This operation concludes our feature engineering process. Let’s look at the final dataframe.

Final Dataset
Figure 6: Final Dataset

We will now perform these same operations in Polars.

Polars

Polars is a new contender for Pandas. It is implemented in RUST and possesses amazing parallel processing caching capabilities which provides it with blazing fast performance. Now we will see how Polars compares to Pandas in the type of operations that we performed above. The first step would be to install the required framework.

pip install polars

Next, we will carry out the same procedures as in Pandas. Luckily many of the functions in Polars follow the same nomenclature as Pandas so the learning curve is not too steep for new users.

import polars as pl

Reading data file.

%%time
data_pl = pl.read_csv('test.csv')

Polars does not have any function to get information for the dataset, so we will use the `estimated_size` function to get the dataset size in memory.

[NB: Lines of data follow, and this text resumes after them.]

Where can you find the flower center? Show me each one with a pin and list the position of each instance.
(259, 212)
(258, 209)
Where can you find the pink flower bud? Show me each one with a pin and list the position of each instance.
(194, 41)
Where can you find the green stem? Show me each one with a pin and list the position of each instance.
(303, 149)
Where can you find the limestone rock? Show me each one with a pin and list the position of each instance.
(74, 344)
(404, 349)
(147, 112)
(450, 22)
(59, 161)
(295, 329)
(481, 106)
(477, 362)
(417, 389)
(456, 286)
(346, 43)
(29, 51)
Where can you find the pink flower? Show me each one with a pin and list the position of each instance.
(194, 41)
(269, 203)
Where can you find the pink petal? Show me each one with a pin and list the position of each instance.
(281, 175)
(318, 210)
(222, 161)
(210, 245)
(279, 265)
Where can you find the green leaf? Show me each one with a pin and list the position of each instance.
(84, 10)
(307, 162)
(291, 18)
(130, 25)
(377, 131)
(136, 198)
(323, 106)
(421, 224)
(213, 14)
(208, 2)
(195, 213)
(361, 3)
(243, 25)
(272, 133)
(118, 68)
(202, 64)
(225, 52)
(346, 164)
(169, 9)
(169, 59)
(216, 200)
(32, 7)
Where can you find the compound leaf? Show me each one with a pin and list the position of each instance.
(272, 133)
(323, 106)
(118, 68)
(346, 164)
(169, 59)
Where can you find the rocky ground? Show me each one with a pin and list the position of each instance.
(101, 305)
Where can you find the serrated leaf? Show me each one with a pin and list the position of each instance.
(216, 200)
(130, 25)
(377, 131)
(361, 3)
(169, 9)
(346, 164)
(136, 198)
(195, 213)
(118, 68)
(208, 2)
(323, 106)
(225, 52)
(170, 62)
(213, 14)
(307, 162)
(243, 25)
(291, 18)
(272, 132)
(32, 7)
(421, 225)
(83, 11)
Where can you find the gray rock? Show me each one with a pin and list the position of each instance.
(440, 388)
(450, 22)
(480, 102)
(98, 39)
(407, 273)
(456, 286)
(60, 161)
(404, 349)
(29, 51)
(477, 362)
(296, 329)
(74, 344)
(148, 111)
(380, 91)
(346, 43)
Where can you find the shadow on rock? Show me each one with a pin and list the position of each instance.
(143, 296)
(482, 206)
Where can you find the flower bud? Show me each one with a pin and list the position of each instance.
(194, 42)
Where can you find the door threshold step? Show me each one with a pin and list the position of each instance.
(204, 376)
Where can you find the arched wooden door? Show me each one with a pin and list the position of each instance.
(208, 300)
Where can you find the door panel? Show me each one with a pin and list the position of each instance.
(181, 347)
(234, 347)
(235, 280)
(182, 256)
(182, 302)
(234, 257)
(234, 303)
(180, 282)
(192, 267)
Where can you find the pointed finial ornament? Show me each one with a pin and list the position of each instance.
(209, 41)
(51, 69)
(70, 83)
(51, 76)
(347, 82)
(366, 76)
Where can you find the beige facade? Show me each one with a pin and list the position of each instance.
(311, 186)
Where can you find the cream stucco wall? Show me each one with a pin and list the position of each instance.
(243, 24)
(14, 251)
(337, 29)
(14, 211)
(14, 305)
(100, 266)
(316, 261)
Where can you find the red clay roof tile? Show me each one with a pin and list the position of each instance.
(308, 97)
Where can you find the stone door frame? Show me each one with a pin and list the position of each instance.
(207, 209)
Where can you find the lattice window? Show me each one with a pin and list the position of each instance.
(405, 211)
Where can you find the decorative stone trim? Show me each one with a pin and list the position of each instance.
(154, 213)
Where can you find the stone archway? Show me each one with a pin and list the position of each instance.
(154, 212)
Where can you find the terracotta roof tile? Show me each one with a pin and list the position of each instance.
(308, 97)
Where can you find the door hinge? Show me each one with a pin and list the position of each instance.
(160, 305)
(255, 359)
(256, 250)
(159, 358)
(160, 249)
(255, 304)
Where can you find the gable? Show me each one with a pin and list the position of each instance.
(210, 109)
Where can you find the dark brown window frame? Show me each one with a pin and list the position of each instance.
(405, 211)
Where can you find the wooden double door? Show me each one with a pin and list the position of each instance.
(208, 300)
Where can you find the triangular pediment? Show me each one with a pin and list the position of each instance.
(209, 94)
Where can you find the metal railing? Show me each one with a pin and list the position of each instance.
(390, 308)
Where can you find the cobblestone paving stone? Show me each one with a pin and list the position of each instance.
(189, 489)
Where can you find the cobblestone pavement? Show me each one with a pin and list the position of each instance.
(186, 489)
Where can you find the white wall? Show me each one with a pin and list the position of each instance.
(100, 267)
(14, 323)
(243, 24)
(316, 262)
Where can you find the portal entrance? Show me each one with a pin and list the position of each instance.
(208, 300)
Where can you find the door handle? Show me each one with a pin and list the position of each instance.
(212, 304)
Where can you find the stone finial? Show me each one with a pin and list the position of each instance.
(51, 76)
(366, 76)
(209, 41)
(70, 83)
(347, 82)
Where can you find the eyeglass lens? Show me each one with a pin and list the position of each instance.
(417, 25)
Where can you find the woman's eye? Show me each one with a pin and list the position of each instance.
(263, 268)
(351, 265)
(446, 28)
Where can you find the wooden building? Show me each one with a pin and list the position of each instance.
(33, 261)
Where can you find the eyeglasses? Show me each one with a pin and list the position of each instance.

# get size of polars dataframe in memory in megabytes
pl_data.estimated_size("mb")

The dataset, loaded in Polars, occupies a total of 1343.99 MB of space. Let's preview the dataset.

pl_data.head()
Dataset in Polars
Figure 7: Dataset in Polars

Polars displays the dataframe in a similar fashion as Pandas and it also displays the data type for each column. The `click_time` is still interpreted here as a string so we will have to change that.

%%time
pl_data = pl_data.with_columns(pl.col('click_time')
.str.to_datetime("%Y-%m-%d %H:%M:%S"))
Dataset after datetime conversion
Figure 8: Dataset after datetime conversion

Now we will parse the date field into granular components.

%%time
pl_data = pl_data.with_columns(
    pl.col("click_time").dt.year().alias("Click_Year"),
    pl.col("click_time").dt.month().alias("Click_Month"),
    pl.col("click_time").dt.day().alias("Click_Day"),
    pl.col("click_time").dt.hour().alias("Click_Hour"),
    pl.col("click_time").dt.minute().alias("Click_Minute"),
    pl.col("click_time").dt.second().alias("Click_Second"),
)
Dataset after date parsing
Figure 9: Dataset after date parsing

Now the last step remains to perform aggregations to get total clicks on a per second, per minute and per hour basis.

%%time
# Calculate aggregations
clicks_per_second_per_app = pl_data.groupby(['Click_Year', 'Click_Month',
'Click_Day','Click_Hour','Click_Minute',
'Click_Second','app']).agg(pl.col("click_id").count().alias
("clicks_per_second_per_app"))
clicks_per_minute_per_app = pl_data.groupby(['Click_Year', 'Click_Month',
'Click_Day','Click_Hour','Click_Minute','app']).agg(pl.col("click_id").count()
.alias("clicks_per_minute_per_app"))
clicks_per_hour_per_app = pl_data.groupby(['Click_Year', 'Click_Month',
'Click_Day','Click_Hour','app']).agg(pl.col("click_id").count().alias
("clicks_per_hour_per_app"))

# Merge aggregations back to original df
pl_data = pl_data.join(clicks_per_second_per_app, on =['Click_Year', 'Click_Month',
'Click_Day','Click_Hour','Click_Minute', 'Click_Second','app'])
pl_data = pl_data.join(clicks_per_minute_per_app, on =['Click_Year', 'Click_Month',
'Click_Day','Click_Hour','Click_Minute', 'app'])
pl_data = pl_data.join(clicks_per_hour_per_app, on =['Click_Year', 'Click_Month', 
'Click_Day','Click_Hour','app'])
Dataset after all feature engineering procedures
Figure 10: Dataset after all feature engineering procedures

That concludes our feature engineering code with Polars. The time comparisons have some very interesting results but we will discuss those in the Performance Review section. Now we will try out the new iteration of Pandas, i.e., Pandas2.

Pandas2: A New Challenger

Pandas2 was released earlier this year with the aim of offering a significant performance gain over its predecessor. The main change comes in the form of Apache Arrow which is used in Panda2 as a back-end. Arrow is designed to handle large-scale datasets and has added benefits like parallel processing and lazy evaluation.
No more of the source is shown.